ITEM 5.02 DEPARTURE OF DIRECTORS OR CERTAIN OFFICERS; ELECTION OF DIRECTORS; APPOINTMENT OF CERTAIN OFFICERS; COMPENSATORY ARRANGEMENTS OF CERTAIN OFFICERS.
Election of Directors
At a meeting of the Board of Directors (the
“Board”) of Repro Med Systems, Inc. dba RMS Medical Products (“RMS” or the “Company”) held
on December 5, 2018, the Board approved an increase in the size of the Board from seven to nine members. Upon recommendation of
the Board’s Governance and Nomination Committee, the Board appointed Robert Allen and James Beck as new directors to fill
the two resulting vacancies, effective immediately. Mr. Allen and Mr. Beck will serve as directors in accordance with the Company’s
Amended and Restated Bylaws.
Mr. Allen most recently served as President of Coram/CVS Infusion Services, a $1.4 billion infusion services
business, and currently sits on the board of Oceans Healthcare.

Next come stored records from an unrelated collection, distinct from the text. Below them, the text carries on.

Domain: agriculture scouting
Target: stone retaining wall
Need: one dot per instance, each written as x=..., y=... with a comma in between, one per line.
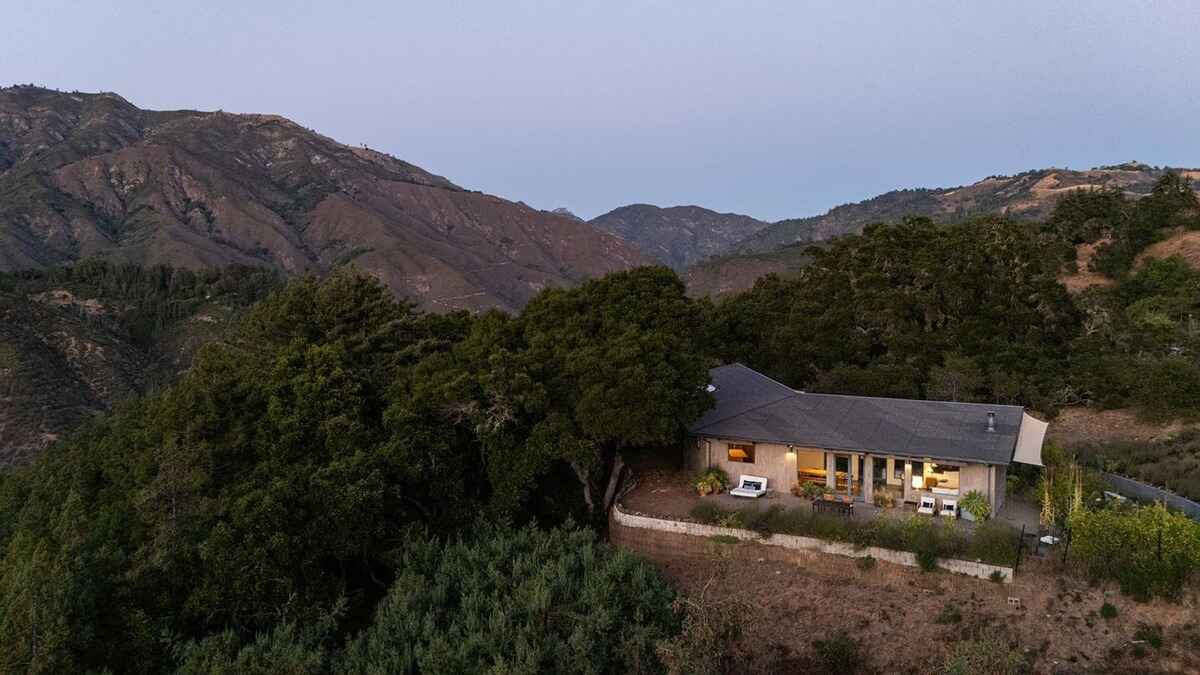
x=979, y=569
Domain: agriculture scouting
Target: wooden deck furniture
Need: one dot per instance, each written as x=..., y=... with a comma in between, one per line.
x=835, y=507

Mr. Beck most recently served as the Executive Chairman, President and Chief Executive Officer of Medical
Specialties Distributors (MSD), a significant customer of the Company, which was purchased by McKesson for $800 million in June
2018.
The press release dated December 6, 2018 announcing the events described in the foregoing paragraphs is attached
hereto as Exhibit 99.1 and is incorporated herein by reference.

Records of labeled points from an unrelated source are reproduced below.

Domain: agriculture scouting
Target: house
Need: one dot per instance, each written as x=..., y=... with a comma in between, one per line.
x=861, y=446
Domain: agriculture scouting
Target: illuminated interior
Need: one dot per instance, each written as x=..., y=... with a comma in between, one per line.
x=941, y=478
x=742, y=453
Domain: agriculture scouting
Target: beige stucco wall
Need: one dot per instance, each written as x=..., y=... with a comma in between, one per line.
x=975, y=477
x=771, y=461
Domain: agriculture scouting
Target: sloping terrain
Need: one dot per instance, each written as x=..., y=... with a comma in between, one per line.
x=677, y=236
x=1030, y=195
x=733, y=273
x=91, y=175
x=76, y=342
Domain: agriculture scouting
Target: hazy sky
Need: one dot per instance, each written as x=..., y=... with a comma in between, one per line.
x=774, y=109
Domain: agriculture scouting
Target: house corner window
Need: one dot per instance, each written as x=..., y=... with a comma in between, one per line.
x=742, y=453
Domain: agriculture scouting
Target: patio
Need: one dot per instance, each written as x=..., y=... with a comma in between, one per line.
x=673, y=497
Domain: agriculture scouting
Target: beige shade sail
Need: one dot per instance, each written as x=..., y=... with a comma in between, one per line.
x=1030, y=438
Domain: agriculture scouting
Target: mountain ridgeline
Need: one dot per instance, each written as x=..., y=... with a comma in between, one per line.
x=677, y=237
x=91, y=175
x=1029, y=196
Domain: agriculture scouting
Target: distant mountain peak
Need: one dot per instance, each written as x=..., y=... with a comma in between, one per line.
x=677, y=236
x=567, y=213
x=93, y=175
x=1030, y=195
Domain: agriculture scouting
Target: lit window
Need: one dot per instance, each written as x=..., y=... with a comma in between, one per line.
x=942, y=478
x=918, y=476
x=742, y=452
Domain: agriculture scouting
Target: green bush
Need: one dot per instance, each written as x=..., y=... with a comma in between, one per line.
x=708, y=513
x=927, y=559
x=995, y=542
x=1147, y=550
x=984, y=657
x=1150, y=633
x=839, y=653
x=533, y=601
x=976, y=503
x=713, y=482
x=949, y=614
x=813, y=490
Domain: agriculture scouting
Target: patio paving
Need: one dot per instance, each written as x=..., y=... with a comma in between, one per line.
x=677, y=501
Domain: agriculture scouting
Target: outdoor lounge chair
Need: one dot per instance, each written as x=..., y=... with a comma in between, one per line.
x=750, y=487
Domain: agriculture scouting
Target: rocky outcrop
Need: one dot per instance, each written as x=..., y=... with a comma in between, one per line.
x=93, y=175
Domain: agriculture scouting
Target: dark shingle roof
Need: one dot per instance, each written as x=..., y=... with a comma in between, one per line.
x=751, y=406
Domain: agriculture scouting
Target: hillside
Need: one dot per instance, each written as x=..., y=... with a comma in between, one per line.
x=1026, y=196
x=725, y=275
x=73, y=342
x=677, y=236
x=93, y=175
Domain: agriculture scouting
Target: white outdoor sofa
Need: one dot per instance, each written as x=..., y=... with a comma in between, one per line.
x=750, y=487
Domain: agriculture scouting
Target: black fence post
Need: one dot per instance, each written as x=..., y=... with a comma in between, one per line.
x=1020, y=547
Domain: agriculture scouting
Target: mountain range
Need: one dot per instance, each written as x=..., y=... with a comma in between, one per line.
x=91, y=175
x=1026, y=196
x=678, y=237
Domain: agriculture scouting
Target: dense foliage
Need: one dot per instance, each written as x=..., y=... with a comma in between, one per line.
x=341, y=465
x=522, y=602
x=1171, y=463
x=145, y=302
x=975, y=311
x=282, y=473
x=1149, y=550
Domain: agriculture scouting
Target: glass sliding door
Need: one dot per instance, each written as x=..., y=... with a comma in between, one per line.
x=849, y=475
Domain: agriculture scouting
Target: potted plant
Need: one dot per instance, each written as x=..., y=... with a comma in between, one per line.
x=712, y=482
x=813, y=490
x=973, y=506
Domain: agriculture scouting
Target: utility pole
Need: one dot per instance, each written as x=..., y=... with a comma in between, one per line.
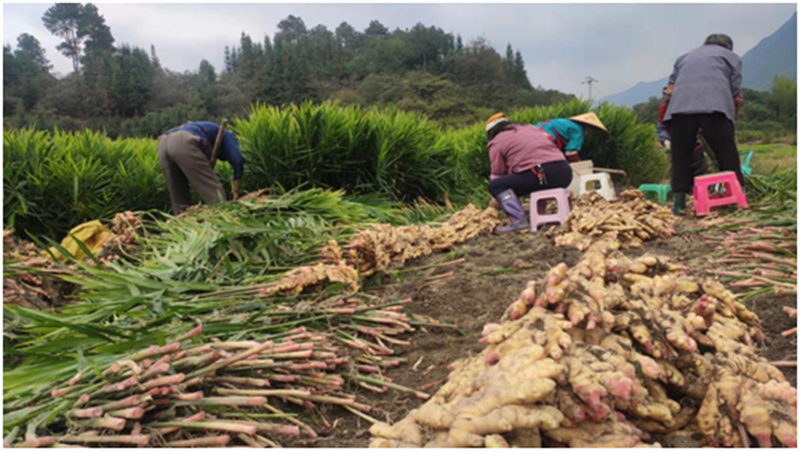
x=589, y=80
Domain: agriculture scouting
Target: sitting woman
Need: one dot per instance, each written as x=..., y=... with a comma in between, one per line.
x=570, y=134
x=524, y=159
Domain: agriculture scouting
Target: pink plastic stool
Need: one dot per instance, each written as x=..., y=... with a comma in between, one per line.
x=538, y=205
x=733, y=192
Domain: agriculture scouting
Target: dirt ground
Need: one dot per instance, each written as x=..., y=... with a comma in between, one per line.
x=494, y=272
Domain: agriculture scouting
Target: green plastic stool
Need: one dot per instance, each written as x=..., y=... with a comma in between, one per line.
x=747, y=170
x=661, y=190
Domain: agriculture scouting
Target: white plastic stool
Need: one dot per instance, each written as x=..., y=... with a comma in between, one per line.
x=606, y=187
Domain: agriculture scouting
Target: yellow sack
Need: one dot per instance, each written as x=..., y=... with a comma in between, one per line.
x=92, y=234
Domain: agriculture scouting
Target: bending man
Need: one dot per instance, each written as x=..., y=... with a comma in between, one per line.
x=184, y=154
x=569, y=134
x=524, y=160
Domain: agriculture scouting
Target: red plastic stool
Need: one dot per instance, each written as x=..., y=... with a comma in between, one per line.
x=733, y=193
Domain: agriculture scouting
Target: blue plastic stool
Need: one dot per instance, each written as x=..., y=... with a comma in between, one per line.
x=661, y=190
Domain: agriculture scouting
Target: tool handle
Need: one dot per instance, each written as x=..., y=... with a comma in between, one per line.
x=218, y=142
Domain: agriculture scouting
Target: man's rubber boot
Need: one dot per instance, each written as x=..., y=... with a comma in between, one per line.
x=509, y=203
x=680, y=203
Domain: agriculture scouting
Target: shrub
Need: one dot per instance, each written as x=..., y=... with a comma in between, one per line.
x=54, y=181
x=395, y=153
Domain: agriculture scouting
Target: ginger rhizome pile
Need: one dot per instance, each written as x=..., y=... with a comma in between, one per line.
x=199, y=390
x=612, y=352
x=377, y=248
x=631, y=220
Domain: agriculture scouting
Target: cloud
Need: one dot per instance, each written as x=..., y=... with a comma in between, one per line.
x=619, y=44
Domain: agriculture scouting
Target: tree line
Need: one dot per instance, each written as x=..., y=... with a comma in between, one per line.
x=125, y=91
x=766, y=115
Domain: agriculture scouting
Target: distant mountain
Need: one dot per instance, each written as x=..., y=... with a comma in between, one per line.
x=639, y=93
x=774, y=55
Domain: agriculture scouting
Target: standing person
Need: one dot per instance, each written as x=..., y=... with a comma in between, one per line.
x=699, y=166
x=524, y=160
x=569, y=134
x=705, y=93
x=184, y=154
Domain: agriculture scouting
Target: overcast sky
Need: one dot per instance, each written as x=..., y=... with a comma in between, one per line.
x=618, y=44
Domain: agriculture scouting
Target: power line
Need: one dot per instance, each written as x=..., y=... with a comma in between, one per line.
x=589, y=80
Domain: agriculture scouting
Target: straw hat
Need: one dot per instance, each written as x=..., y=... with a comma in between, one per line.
x=494, y=120
x=589, y=119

Appointment of Executive Officer
On December 5, 2018, RMS appointed Manuel (Manny) Marques, age 45, as its Chief Operating Officer, effective
immediately. Mr. Marques has served as the Company’s
Vice President of Operations & Engineering since February 2016, and joined RMS as Director of Manufacturing and Mfg. Engineering
in July 2015. Prior to joining RMS, Mr. Marques Served as Lean Manufacturing Champion at Nobel Biocare Procera LLC, a manufacturer
of dental implants and CAD/CAM-based individualized prosthetics, from February 2013 until joining RMS. Mr. Marques has over 23
years of experience within the dental, medical device, and automotive industries, and holds two U.S. patents for cardiovascular
medical devices. Mr. Marques obtained a BS in Mechanical Engineering Technology and also an MS in Engineering Management from the
New Jersey Institute of Technology.
The press release dated December 6, 2018 announcing the events described in the foregoing paragraphs is attached
hereto as Exhibit 99.1 and is incorporated herein by reference.

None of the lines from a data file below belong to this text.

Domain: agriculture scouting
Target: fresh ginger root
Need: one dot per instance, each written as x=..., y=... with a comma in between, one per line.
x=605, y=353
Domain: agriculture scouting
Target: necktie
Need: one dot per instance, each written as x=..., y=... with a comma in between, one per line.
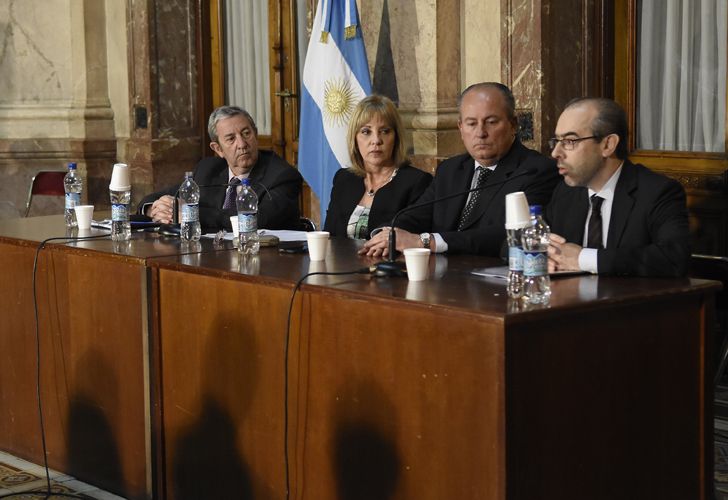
x=231, y=194
x=594, y=236
x=483, y=174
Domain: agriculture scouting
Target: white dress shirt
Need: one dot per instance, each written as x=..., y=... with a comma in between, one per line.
x=588, y=256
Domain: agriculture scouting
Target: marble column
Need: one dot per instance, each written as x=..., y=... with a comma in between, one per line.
x=167, y=127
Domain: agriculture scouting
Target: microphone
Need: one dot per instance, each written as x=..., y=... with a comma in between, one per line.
x=390, y=267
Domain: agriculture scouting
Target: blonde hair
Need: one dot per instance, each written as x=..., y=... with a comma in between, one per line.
x=383, y=107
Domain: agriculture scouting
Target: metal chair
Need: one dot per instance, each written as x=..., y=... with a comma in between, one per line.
x=715, y=267
x=306, y=224
x=48, y=183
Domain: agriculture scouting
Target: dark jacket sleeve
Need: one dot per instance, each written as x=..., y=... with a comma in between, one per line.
x=665, y=249
x=279, y=193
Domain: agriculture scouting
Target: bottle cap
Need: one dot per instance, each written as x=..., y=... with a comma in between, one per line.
x=120, y=178
x=517, y=213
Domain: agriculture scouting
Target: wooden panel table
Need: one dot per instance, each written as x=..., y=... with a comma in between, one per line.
x=94, y=361
x=431, y=390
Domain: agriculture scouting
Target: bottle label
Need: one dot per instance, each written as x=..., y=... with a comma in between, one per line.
x=535, y=264
x=119, y=212
x=248, y=222
x=190, y=212
x=515, y=258
x=72, y=199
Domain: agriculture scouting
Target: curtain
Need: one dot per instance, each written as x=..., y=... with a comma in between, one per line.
x=247, y=62
x=681, y=75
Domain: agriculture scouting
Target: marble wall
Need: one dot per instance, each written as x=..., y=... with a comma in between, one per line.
x=54, y=100
x=100, y=81
x=421, y=54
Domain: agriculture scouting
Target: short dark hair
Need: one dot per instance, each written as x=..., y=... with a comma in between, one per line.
x=370, y=106
x=610, y=119
x=505, y=91
x=226, y=112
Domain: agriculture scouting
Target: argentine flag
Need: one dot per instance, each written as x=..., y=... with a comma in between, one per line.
x=335, y=79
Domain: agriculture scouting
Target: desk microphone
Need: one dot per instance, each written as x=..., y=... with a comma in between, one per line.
x=390, y=267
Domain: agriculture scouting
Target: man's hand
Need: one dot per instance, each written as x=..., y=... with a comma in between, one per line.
x=378, y=246
x=161, y=210
x=563, y=256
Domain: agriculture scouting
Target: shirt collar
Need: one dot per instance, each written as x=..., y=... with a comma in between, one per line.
x=607, y=191
x=477, y=164
x=231, y=175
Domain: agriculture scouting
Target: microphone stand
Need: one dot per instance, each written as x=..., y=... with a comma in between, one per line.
x=390, y=267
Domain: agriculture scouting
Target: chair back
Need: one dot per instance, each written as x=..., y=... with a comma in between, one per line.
x=715, y=267
x=46, y=183
x=306, y=224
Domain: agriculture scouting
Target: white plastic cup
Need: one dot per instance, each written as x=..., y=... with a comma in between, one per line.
x=120, y=178
x=417, y=260
x=236, y=226
x=84, y=214
x=318, y=244
x=517, y=213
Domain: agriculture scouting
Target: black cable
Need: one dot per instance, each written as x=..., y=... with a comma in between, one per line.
x=364, y=270
x=47, y=493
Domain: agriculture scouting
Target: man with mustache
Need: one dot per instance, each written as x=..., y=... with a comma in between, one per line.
x=234, y=139
x=610, y=216
x=474, y=223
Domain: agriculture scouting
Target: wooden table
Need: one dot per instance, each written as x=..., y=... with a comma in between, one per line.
x=93, y=313
x=431, y=390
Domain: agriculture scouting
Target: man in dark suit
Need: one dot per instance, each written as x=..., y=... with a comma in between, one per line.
x=609, y=215
x=474, y=224
x=234, y=139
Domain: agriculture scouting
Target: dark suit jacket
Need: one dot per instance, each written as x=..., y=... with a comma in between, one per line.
x=348, y=188
x=277, y=184
x=648, y=230
x=485, y=233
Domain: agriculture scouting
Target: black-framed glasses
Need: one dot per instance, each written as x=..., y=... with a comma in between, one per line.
x=570, y=144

ITEM 5.03 AMENDMENTS TO ARTICLES OF INCORPORATION OR BYLAWS; CHANGE IN FISCAL YEAR.
Amendment to Bylaws
At a meeting of the Board held on December 5, 2018, the Board approved and adopted effective as of such date
the Amended and Restated Bylaws of the Company (the “Restated By-Laws”) which amend and restate the current By-laws
of the Company. Among other things, the amendments:
(i) reduce the required ownership percentage for shareholders to call a special meeting
of shareholders from 25% to 10%;
(ii) require the vote of a majority of the shareholders present and voting at a shareholders’
meeting to approve the election of directors in an uncontested election;
(iii) details advance notice procedures for shareholder proposals and director nominations;
(iv) permit the Board to determine the size of the Board, without shareholder approval, between
five and nine members; and
(v) clarify the Company’s mandatory officer positions.
The foregoing description of the Restated By-Laws does not purport to be complete and is qualified in its
entirety by reference to the full text of the Restated By-Laws attached hereto as Exhibit 3(iii) and incorporated herein by reference.